Your love for beautiful things. Since it is for the sake of the One Who fashioned them, it will be in the manner of, “How beautifully they have been made.” This love is pleasurable thought and it causes the gaze of beauty-worshipping delight to see the more elevated and holy and thousand times more beautiful treasures of the degrees of Allah’s beauty. This love opens up a way to these treasures because it transfers the eye from those beautiful works to the beauty of the Divine actions. And it opens a way from them to the beauty of the Names, and from them to the beauty of the attributes, and from them to the One of Glory’s peerless beauty; it opens a way to the heart. Thus, if this love is in this form, it is both pleasurable, and it is worship, and it is thought.
Your love of youth. Since you have loved it as a beautiful bounty of Allah Almighty, you have, of course, done so in worship, you have not drowned it in dissipation and destroyed it. Since this is the case, the worship you have gained during your youth is the undying fruit of that transient state. As you grow older, because you will have obtained the enduring fruits that are the positive aspect of youth, you will have been saved from its harm and excesses.
Your love for finely adorned exhibitions like the spring. Since it is in the form of contemplating Divine artistry, when the spring ends the pleasure of the spectacle does not fade. For the meanings that the spring delivers, like a gilded missive, may be contemplated all the time. Both your imagination and time are like films in the cinema, they both cause the pleasure of that contemplation to continue for you, and they renew the spring’s meanings and beauties. Your love, therefore, cannot be temporary and full of regret and pain. Rather, it will be full of pleasure and enjoyment.

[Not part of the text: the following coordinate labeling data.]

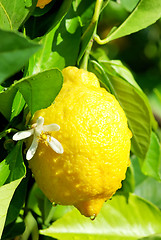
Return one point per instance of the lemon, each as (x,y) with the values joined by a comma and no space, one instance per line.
(96,145)
(42,3)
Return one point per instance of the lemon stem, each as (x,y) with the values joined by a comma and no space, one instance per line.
(92,25)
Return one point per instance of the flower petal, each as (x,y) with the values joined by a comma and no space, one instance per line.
(31,151)
(55,144)
(40,121)
(22,135)
(52,127)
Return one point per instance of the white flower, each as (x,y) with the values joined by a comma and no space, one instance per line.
(39,129)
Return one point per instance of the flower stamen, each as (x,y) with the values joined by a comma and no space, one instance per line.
(40,131)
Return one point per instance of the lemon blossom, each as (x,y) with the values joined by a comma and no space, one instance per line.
(39,129)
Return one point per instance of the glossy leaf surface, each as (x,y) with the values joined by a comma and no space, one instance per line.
(119,219)
(133,102)
(150,11)
(15,50)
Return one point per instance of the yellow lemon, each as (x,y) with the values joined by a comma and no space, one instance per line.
(96,144)
(42,3)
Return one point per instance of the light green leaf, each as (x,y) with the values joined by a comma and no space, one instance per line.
(13,13)
(40,90)
(6,193)
(151,164)
(15,162)
(17,105)
(125,73)
(146,187)
(146,13)
(14,230)
(134,105)
(153,237)
(58,45)
(39,26)
(119,219)
(129,5)
(15,50)
(6,101)
(4,172)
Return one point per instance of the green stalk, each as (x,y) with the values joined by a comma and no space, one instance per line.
(94,21)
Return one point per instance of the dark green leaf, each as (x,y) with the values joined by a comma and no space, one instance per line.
(17,201)
(151,164)
(6,193)
(6,101)
(17,105)
(145,186)
(129,5)
(15,50)
(133,102)
(13,13)
(153,237)
(40,90)
(4,172)
(146,13)
(128,185)
(15,162)
(39,26)
(119,219)
(13,230)
(58,45)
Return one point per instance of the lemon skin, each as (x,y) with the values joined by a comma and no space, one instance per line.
(96,140)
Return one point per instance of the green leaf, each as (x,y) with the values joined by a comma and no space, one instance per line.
(17,201)
(125,73)
(129,5)
(17,105)
(151,164)
(146,13)
(133,102)
(128,185)
(4,172)
(40,90)
(39,26)
(146,187)
(6,193)
(153,237)
(13,230)
(85,10)
(15,162)
(119,219)
(13,13)
(58,45)
(15,50)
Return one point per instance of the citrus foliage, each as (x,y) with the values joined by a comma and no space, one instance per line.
(35,45)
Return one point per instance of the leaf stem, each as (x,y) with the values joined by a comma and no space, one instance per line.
(101,41)
(95,17)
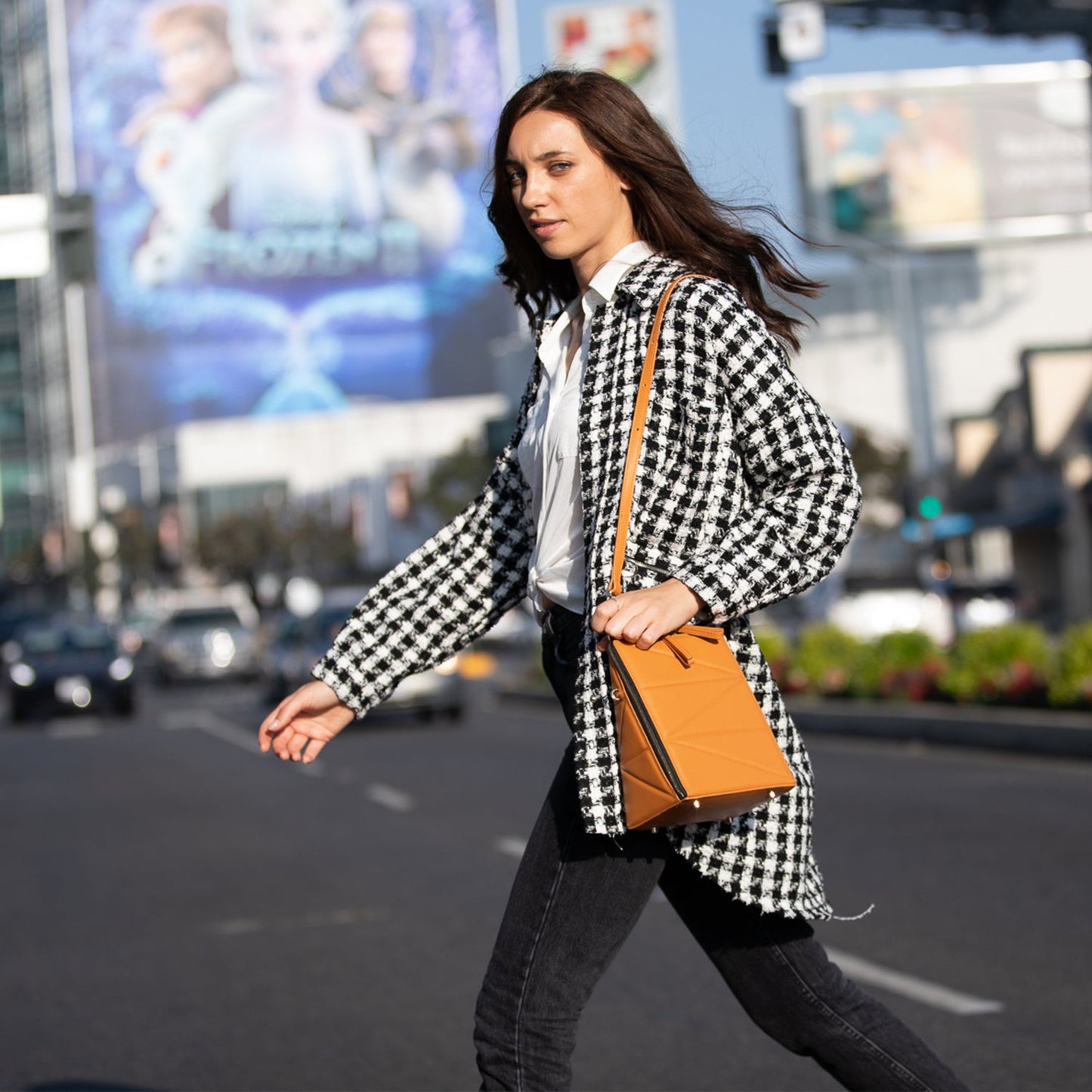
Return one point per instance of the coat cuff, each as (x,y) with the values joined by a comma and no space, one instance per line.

Your love of this world. Since it is in the name of Allah Almighty, the formidable creatures of this world will be like familiar friends for you. Since you love it as the tillage for the hereafter, you will be able to find in everything capital or a fruit that will produce benefits in the hereafter. Neither will its disasters frighten you, nor will its transience and ephemerality trouble you. You will pass your sojourn in this guest-house with the greatest of ease. But should you love it as the people of neglect do, then as we have told you a hundred times, you will drown and perish in a fruitless love, condemned to a depressing, crushing and suffocating transitoriness.